Well, there’s confidence and then there’s overconfidence. And by that I really mean there’s knowing what you’re doing and then there’s cockiness.
I can’t stand cockiness. I can’t stand it when someone tells you how good they are when in reality they aren’t that good, they’re mediocre or just don’t have the experience that you do. When researching for this article I discovered that overconfidence comes about through inexperience – and yes, I’ve been there. Just check out my Kitchen Dramas file to see where I went wrong. Inexperience is great to help you learn, but a pain when you take it to the level of cockiness.
As you might imagine, I was very happy when Katie and Nikki were eliminated last week on My Kitchen Rules. I found them to be cocky and overconfident and very annoying to boot. At the last instant restaurant they were so confident they were doing great that they couldn’t see all the mistakes they were making. Did you see them burn their potato rosti (and burn it in a sandwich press no less!) and provide unappetizing bland looking food? Thankfully they gave their guests decent portions, but compensating with more bad food isn’t necessarily good either. There was plenty of inexperience on display that night.
And that’s where overconfidence in a kitchen can cost you a lot – and I’m not just talking about elimination from a TV competition. I’m taking about safety, flavour, appearance and an all round decent meal. If you want to impress you’ve got to consider all the pieces.
|Image courtesy of Stuart Miles
Safety can be compromised when you’re overconfident because you begin to cut corners. There is of course something to be said for organising your time effectively but if you’re just cutting corners for the sake of it, watch out.
I’ll give you an example: sharp knives are always better than blunt knives. If you’re using the blunt knife simply because you can’t be bothered washing the sharp knife, then you are bound to cut yourself. Blunt knives bounce off food or get stuck in meat; both of which can become a hazard to you and your fingers. I’ve been there too – and wrote about it in Knife Skills 101.
Contamination and hygiene are other safety issues you need to know about too. Look out for an upcoming post on this. It’s a really important topic and one that people can forget with inexperience and overconfidence.
Therefore, DON’T CUT CORNERS ON SAFETY. Here’s a rather different look to remind you of over confidence and knife skills gone wrong.
Flavour is one of – no, scratch that – THE most important part of any meal. Without flavour you have nothing. If you don’t believe me, then why do we have entire industries trying to come up with fake food flavours? They spend billions so they can make sugar taste like bananas (aka banana lollies) and salt taste like cheese (aka Doritos, etc).
Basically, I’m urging you not to get overconfident with flavour until you learn a bit more. But you might have already become overconfident in one of the two ways listed below without realizing:
- You always use the same flavour pairing on everything.

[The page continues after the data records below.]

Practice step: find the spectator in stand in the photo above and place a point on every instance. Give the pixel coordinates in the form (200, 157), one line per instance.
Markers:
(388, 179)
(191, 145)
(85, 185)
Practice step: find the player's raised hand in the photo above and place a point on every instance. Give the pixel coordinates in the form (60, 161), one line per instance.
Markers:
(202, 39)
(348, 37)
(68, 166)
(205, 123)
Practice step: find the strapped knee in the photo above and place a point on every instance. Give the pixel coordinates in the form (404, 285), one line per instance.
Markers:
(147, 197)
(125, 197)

In the first instance you’re confident that, say, basil and tomato is a combination everyone loves but you put it on toast, in pasta, on potatoes, with burgers, with eggs for breakfast, etc. It’s tasty but it gets really boring for those of us who always eat your meals. Aren’t you bored of it too?

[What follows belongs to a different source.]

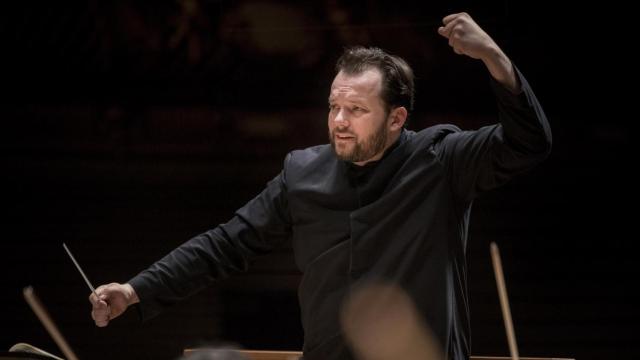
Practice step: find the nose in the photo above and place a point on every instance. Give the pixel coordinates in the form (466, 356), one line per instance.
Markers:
(340, 118)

|There’s cheese and tomatoes in almost all components of this platter – boring!|
In the second instance you’re relying on the flavour of the food to make the meal amazing. Sometimes, and with some foods, this works. Unfortunately a lot of foods (think pasta, potatoes, cucumber, tofu, chicken) are really plan and don’t have any real flavour of their own.

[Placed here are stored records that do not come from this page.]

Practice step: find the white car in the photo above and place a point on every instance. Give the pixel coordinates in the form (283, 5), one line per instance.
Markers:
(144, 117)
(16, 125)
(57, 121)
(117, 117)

Try something new! Fix your over or under use of flavour by checking out this list of simple flavour pairings from Australian Healthy Food Guide (click on the pdf) to help you spice things up a bit and to be properly confident in your culinary skills. Or you might like to try something a bit more unusual like the pairings listed in this Buzzfeed article.
By appearance, I also mean the presentation of a food or dish. There are some really simple ways of making your dishes look great, and most of them don’t take long to do. If you’re overconfident, you’ll probably put too much on the plate – so put less on the plate to achieve a better appearance.
|White, yellow, red and dark make these pancakes look amazing.|
If you’ve done well on your safety (no cut fingers, food contamination or bouts of food poisoning), added amazing flavour combinations at just the right level and made your food look good (you’ve made everyone drool as soon as the dish hit the table) then you’ll have yourself an all round decent meal.
And that is something that you can (and are allowed) to be confident about.
So, have you ever been overconfident and caused a few of your own dramas? Let us know in the comments.